The "turn in your bin" contest was run to promote awareness of centralized trash as the emerging model for the campus. It means giving up the trash bin in your office and keeping only the blue recycling bin. The model prompts people to think about what they are throwing away. Recycling is nearby, but the trash bin is down the hall in a common area. The approach has been shown to boost recycling rates.

"We want people to think twice before they throw something away," said Bill Tsaknopoulos, director of auxiliary services at UMass Chan who manages the campus recycling and trash disposal programs. "Most of what we use at our desks is recyclable, but too often we get in the habit of just throwing stuff in the trash."

The contest was just one of many elements of the Earth Day celebration this year that attracted hundreds of participants. More than 40 displays featured a mix of campus favorites, including local food and craft vendors, electric/hybrid vehicles and energy efficiency products and services.

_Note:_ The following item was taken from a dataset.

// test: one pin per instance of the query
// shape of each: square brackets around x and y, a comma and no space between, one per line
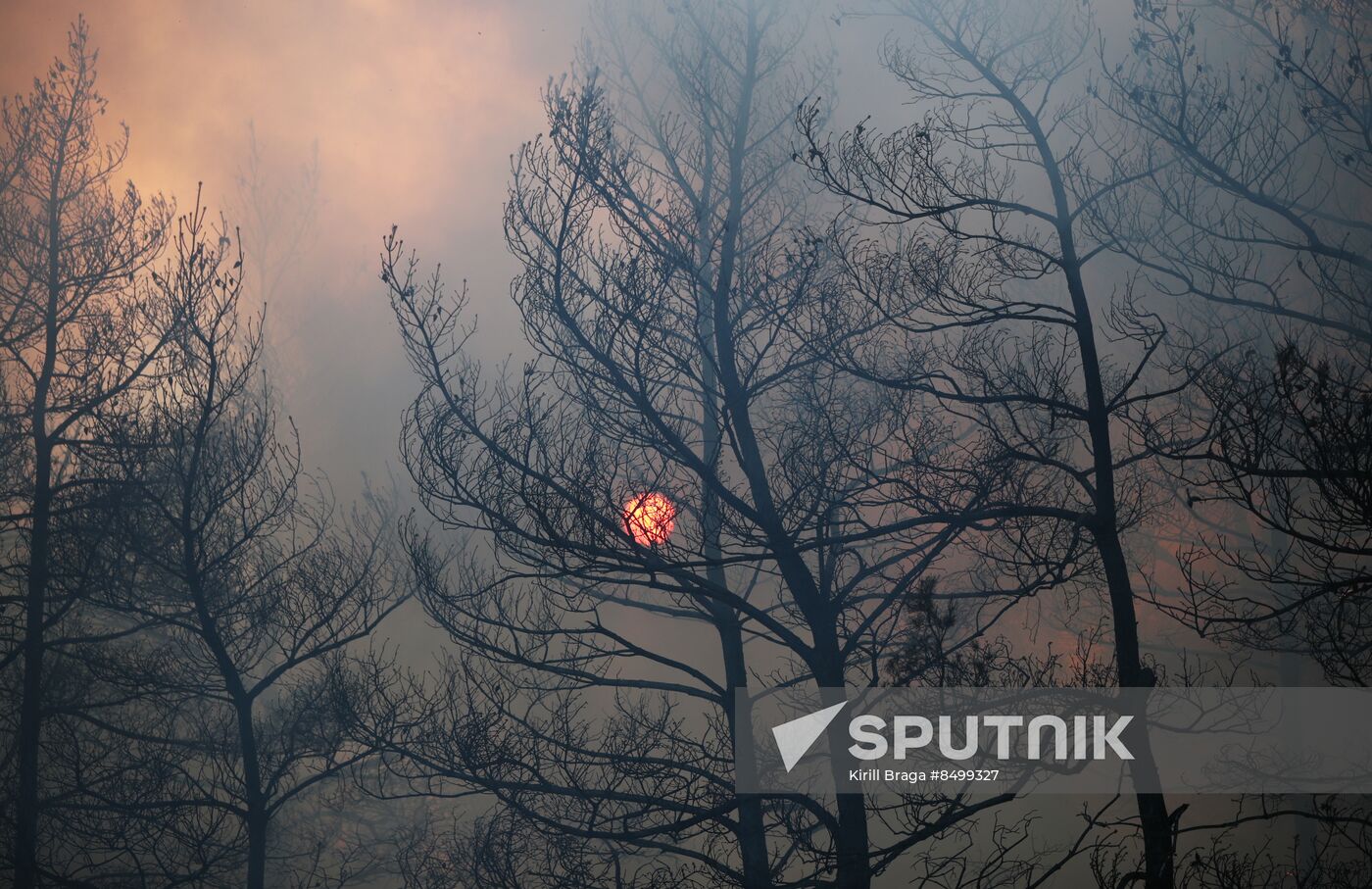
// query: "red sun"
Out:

Over 300 people earned a compact set of UMass Chan branded reusable utensils to keep in their desk or backpack and use instead of disposable utensils. They earned the set by visiting a total of six tables at Earth Day and interacting with the people from those organizations.

New this year was the participation of WOOcycle, an informal student group formed by members of the Medical School Class of 2018 to promote sustainability on campus. WOOcycle asked for donations of reusable kitchen items like utensils, plates, cups and bowls to stock the student lounge kitchen. Their goal is to reduce or eliminate the use of disposal kitchenware in the lounge and for student functions in other areas on campus.

"The response to the students was great, as was the whole event" said Suzanne Woods, sustainability and energy manager at UMass Chan. "Earth Day is our signature event for sustainability on campus, but it's only one day. We hope that what people take away from Earth Day can be applied in their daily home and work life all year long."